Accessing XML data in R that is several layers embedded - r

I'm working with a well-structured XML file. So far, I have successfully accessed elements of this dataset that are only one layer/subfield deep. However, now I need to access one type of data that is more deeply embedded within this data structure, and the expected method is not working...
Excerpt from the XML data; this is the "target" field that I need to access, where each node (i.e. drug) can have between 0 and N targets (I am arbitrarily setting N to 20 for now, since I'm not sure what this value is for the entire dataset):
<targets> --> 51st field in each node
<target> --> there are a variable number of targets per drug
<id>BE0000048</id> --> this is the value I want for each Target
<name>Prothrombin</name>
<organism>Human</organism>
<actions>
<action>inhibitor</action>
</actions>
<references>
<articles>
<article>
<pubmed-id>10505536</pubmed-id>
<citation>Turpie AG: Anticoagulants in acute coronary syndromes.
...
I have determined that the main Target field that I need is Field 51 within each node's structure, thus the hardcoded value below. I would think that accessing the i'th node's id value within the j'th target within the node's Target field should have an index of [[i]][[51]][[j]][[1]] or [[i]][[51]][[j]][['id']]:
This is my code that isn't working as expected:
Target <- array(1:NumNodes, dim=c(1,NumNodes,MaxTargets))
for (i in 1:NumNodes){
for (j in 1:MaxTargets){
Target[i][j] <- Data[[i]][[51]][[j]][[1]]
}
}
The behavior I'm seeing is that I can extend the subscripts out numerous levels on the command line, and never narrow the result any more than the following:
> Data[[1]][[51]][[1]][[1]][[1]][[1]][[1]][[1]][[1]][[1]]
[1] "BE0000048ProthrombinHumaninhibitor10505536Turpie AG: Anticoagulants...

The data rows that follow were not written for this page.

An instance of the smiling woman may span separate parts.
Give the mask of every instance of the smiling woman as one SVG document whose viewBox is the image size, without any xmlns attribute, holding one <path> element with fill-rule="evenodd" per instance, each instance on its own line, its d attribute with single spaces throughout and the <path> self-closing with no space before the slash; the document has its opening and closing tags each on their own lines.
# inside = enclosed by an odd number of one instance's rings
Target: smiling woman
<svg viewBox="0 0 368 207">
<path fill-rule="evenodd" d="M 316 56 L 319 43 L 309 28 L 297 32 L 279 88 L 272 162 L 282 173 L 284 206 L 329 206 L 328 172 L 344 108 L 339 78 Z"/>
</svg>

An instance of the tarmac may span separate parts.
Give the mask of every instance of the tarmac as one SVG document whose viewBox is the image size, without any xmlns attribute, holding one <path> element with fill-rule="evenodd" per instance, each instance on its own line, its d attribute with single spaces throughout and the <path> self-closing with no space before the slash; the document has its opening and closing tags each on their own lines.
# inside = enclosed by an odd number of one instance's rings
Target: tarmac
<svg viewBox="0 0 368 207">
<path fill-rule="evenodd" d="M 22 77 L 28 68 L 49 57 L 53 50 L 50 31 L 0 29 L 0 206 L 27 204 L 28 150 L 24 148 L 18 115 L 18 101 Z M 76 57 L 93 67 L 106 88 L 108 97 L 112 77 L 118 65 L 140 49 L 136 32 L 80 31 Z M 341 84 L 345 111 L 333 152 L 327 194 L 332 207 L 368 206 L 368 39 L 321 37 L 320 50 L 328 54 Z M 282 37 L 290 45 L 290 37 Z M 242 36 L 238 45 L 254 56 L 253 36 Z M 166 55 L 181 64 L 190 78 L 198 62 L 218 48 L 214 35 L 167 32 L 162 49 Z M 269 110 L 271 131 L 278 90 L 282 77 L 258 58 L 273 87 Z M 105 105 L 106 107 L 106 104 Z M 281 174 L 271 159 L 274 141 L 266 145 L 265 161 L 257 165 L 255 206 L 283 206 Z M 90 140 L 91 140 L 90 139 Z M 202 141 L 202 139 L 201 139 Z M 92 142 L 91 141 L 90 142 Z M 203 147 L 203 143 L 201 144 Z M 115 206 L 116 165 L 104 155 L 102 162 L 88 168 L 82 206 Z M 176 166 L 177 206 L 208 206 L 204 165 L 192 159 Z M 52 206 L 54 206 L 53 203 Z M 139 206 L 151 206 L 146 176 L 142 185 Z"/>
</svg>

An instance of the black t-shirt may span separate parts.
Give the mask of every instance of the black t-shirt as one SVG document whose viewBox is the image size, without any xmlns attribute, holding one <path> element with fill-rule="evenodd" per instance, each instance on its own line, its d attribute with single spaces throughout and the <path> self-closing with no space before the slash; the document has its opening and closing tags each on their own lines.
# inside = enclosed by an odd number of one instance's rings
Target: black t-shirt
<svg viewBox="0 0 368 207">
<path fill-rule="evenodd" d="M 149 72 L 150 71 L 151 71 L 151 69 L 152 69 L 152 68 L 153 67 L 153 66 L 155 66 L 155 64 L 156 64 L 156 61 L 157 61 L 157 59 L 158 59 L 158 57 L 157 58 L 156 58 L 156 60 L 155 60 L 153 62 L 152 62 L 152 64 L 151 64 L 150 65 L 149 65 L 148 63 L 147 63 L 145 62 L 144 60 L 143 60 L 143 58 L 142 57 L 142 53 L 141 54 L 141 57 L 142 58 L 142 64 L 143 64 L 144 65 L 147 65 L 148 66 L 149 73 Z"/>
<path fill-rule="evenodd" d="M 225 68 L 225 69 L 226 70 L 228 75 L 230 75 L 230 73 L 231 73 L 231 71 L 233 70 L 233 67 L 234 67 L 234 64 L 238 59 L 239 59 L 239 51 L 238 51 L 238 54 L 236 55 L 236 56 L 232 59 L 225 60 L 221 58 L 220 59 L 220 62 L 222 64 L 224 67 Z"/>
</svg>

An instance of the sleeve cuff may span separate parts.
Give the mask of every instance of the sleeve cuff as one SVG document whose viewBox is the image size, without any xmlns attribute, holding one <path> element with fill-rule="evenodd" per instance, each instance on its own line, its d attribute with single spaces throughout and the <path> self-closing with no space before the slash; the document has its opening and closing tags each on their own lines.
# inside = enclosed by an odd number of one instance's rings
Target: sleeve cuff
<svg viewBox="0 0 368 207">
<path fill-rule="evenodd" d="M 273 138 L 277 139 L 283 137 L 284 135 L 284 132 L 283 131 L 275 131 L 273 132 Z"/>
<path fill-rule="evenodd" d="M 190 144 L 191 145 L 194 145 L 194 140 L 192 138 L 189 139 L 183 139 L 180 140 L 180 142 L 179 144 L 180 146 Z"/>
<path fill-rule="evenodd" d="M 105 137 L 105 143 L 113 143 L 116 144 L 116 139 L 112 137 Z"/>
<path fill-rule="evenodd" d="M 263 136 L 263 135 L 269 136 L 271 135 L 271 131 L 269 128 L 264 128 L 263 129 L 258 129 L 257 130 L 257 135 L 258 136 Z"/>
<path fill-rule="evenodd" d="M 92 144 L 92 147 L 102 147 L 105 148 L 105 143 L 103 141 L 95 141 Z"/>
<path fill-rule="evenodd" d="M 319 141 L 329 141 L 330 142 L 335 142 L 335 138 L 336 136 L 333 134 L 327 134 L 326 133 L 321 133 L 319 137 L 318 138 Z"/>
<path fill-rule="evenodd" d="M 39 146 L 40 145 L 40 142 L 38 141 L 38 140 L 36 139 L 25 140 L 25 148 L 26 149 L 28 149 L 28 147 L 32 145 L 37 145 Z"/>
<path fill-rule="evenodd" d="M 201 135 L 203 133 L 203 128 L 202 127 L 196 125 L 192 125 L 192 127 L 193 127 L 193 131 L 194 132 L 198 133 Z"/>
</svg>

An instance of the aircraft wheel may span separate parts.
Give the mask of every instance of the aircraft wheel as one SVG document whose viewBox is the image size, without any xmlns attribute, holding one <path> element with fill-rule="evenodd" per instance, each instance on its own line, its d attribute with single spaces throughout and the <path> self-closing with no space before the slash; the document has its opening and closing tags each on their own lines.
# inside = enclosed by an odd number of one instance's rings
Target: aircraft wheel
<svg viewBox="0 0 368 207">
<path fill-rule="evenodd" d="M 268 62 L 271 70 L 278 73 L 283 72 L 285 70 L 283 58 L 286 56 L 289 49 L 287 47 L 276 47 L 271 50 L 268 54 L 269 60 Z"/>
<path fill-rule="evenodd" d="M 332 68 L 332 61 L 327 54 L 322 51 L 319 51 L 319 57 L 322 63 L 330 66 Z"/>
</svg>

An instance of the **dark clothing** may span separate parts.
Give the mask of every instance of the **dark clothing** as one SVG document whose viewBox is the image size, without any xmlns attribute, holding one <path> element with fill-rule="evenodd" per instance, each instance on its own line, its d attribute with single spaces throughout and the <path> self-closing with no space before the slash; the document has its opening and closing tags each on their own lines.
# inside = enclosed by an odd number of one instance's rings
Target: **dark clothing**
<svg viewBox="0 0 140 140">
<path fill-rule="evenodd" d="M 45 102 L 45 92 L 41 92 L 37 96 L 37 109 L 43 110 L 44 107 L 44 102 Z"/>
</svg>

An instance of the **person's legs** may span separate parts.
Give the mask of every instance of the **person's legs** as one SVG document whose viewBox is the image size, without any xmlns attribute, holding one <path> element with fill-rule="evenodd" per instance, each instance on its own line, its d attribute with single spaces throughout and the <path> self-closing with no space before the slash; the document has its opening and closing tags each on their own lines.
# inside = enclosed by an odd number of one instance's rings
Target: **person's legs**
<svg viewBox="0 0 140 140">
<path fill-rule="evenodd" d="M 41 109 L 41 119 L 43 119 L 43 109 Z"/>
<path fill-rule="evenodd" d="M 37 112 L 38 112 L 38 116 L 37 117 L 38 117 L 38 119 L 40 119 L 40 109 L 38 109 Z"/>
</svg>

It doesn't seem to matter how many subscripts I add; all of the fields in the Target subfield are always conjoined and don't seem to be able to be separated...
Confusingly, when I run my code, I get the following error message:
Error in Data[[i]][[51]][[1]] : subscript out of bounds
... which doesn't seem to make sense, given that I am limiting i to the number of nodes, and that there is no error thrown for even the ridiculously long list of subscripts show above, when I query that phrase on the command line...
Thanks in advance for any insights you can provide.

Thanks for your suggestion, cderv; I will plan to check out the xml2 package and XPATH. I really appreciate your willingness to provide an example.
I am pasting what should be a functional subset of my XML file; however, now instead of the "targets" field being the 51st field, it is the sixth. Again, it is the targets --> target --> id value that I want to report for each target, with each node having a variable number of target values. My code follows the XML content.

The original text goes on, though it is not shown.